‘Keep Calm and Eat Cupcakes’ with The Alexandra Dariescu

1385901_10151950751839905_1285186343_nDear world,

She is known to you as ‘Alexandra Dariescu’, the five-star solo pianist who put a spell on the public of Carnegie Hall.

To BBC Music Magazine audience she is the ‘Rising Star’, while Forbes readers might know her from the famous ranking ’30 under 30′,

For her people,  she is known also as Alexandra Dariescu, Romania’s first ever female solo pianist to perform at the Royal Albert Hall.

For her family, she’s just Oana (I just found out!), one of the two talented Dariescu sisters.

For me, she’s Alex, that I diagnosed two years ago as ‘bipolar’, after doing an interview with her before her first concert in Romania. Yes, bipolar.

At that time, I couldn’t believe  my eyes and ears – how come she can be so damn talented without the ‘I don’t have time for you‘ attitude. After the 15 minute interview, in my mindless world of dragon and Tyrannausor artists, I was still expecting her to say ‘oh, sorry I need to powder my nose’.

Instead, as if she had read my mind, Alex totally won my heart and pen and mic and camera with a joke: ‘A men grabs a taxi and asks the driver: ‘Sorry, how do I get to Carnegie Hall?’ At this point I was still a bit confused. Alexandra continues the story, ‘And the driver says: ‘Practice, practice, pratice!’ A folklor joke of the New York Hall.

At that point, in 2011, Alexandra Dariescu wasn’t a name to find on the programme of Carnegie Hall, in Seventh Street. It was just a goal. A few months later, after the ‘practice, pratice, pratice’ part, she made it in the USA. She actually made it for 61 concerts during that year.

‘You can be poor and be famous, so fame is not about the money. It’s hard work. And determination. And passion.’ explained to me  Alexandra in some ‘Wagamagamfsakkajfad’ fusion restaurant while taking a bite of her curry dish. We met after a two-year break, while we only spoke on the telephone in live transmissions or just ‘like’-ing each other on Facebook.

I found her in South London, next Moorgate. She was telling me stories with ‘oleaca’ of overything. ‘Oleaca’ means ‘a bit’ in Romanian, it’s a traditional word in our Northern-Eastern part of the country. Usually in Romania, this word reveals your whole identity and place of birth.

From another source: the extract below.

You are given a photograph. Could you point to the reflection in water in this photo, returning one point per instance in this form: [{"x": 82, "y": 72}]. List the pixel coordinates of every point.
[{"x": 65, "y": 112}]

So, ‘oleaca’ links its users in any part of the world, also in London, the place of re-birth, As it happened to us.

But this time I had no ‘bipolar’ diagnosis to put, I knew that Alex or Oana or Alexandra Dariescu can be in the same sentence talented and kind. Oh, and funny, And humble. And… She’s getting married in August, next year, so no, it’s not a marital advertisment. When she speaks about The Andreas, Alexandra is not using words. It’s the eyes and smile that tell the story.

When it’s not Andreas, it’s piano, this white and black invader that keeps her awake, alive and restless. ‘I’ll be in South Africa next week and I also have some other concerts coming. Although it is said that you get used to it, before going on stage I am hugely nervous.’ told me Alexandra in between making some plans of the two of us in London.

For Alex, when it’s not piano, it’s cupcakes or macarons. As she would say ‘ce bun, ce bun, ce bun’, which in Romanian means ‘what a gooooodie!’. Also when you have the world’s eyes on you ‘Keep Calm and Eat Cupcakes’ .

In the next few days, Alexandra will need to double her order for sweets. She is on the shortlist of the Women of the Future Awards in the UK. The only pianist. The first Romanian.

We’ll just have keep calm and have our cupcakes with Alexandra. Oh, also maybe we should try to ‘practice, practice, practice’ a role-model. You never know how this could get you to your Carnegie Hall dream.

Love,

Oana.

ps. World, I’ll keep you posted with the Women of the Future results. Meanwhile, I am busy practicing my admiration skills.